Publicado em 20/09/2021, às 07h51 - Atualizado às 08h38 por Claudia Werneck
O que existe entre a criança mais magra e a mais gorda da turma? Dezenas de crianças nem magras, nem gordas – igualmente distantes dos extremos, talvez com um peso médio único? Ou dezenas de crianças com pesos totalmente distintos? A pergunta faz refletir sobre o quanto as pessoas se sentem atraídas pelos extremos. Tudo é dividido em dois lados – um positivo e outro negativo – e avaliado a partir deles.
Acontece quando uma criança com deficiência chega à escola. Rapidamente, uma de duas coisas se dá. Ou ela se converte em desafio extremo, ou em presente maravilhoso. Ambas as opções são inadequadas.
Quando a criança com deficiência vira o foco principal de atenção da escola – e ainda assim, nem sempre é considerada uma parte legítima dela – se transforma em um álibi para que outras questões saiam de pauta. Como as crianças ali no “meio” – que não são percebidas nem como desafio nem como presente – estão?

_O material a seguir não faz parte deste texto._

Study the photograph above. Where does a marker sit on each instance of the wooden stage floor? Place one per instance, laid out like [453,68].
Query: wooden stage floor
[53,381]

Como dádiva ou como desafio, crianças com deficiência arrastam nossa análise para os pólos. Os extremos nos atraem porque nos dão segurança para observar qualquer situação. É um local confortável. Tão confortável que se aventurar pelo meio parece desnecessário e tacanho.

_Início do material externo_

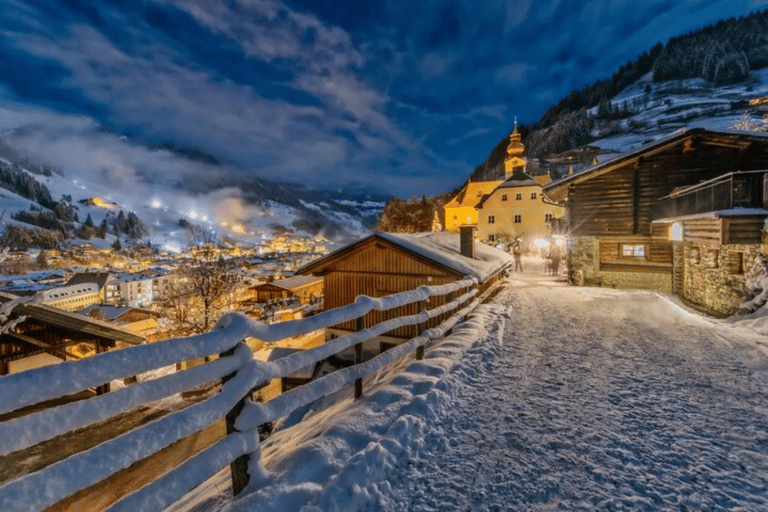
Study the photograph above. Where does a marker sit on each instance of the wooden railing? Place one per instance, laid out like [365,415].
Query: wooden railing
[237,371]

Mas as possibilidades do meio não têm nada de tacanhas. São nelas que vive e floresce a prática da inclusão. É no meio que residem as distintas formas de se rezar, comer, pensar, correr, enxergar, ouvir, amar ou não. Sempre que alguém ganha um rótulo – a mais ou a menos habilidosa da família ou da turma nos esportes, na matemática, na música ou no jeito de fazer carinho – ganha também um rótulo, um estigma. Fica para a vida.
A construção de estigmas tem relação direta com a nossa sedução pelos extremos e pelas comparações, a partir dos extremos. Vem da nossa dificuldade em refletir sobre o que não está catalogado a partir de uma métrica clara, de “mais” ou de “menos”, típica de extremos. É um universo com tantas nuances de reflexão, que com ele nos assustamos. Então recuamos aliviados, como um comandante que resgata o controle de seu navio depois de uma tempestade.
Somos treinadas para decisões fáceis, claras, irrefutáveis. No espectro desconhecido das opções do meio, entretanto, será diferente: a indecisão é maior e as opiniões – de pessoas que também evitam refletir sobre o meio – brotam e perturbam sem parar.
Os desafios da inclusão e da diversidade estão no meio. Em quem tem uma pele não totalmente branca, rosada, preta ou marrom. Em quem as vezes é triste e às vezes alegre. Em quem é bom para determinado esporte mas erra tudo no outro. Em quem tem um olho que tudo enxerga e o outro que nada enxerga – neste caso, seria uma pessoa com deficiência? Em quem está em transição de gênero. Em quem ama mulheres e homens sem impor a si mesmo uma ordem no afeto. Em quem disfarça se é velho ou novo, impondo a quem se importa uma meia idade indecifrável.
Testar as possibilidades do meio irá tornar mais saudáveis e menos competitivas as relações em família e na escola. Se os extremos são tóxicos, proponho considerar o meio como um espaço sagrado para se educar as novas gerações. É exercício novo, sem regras claras nem sinapses constituídas. Felizmente a plasticidade neuronal está a favor da mudança, a nosso favor.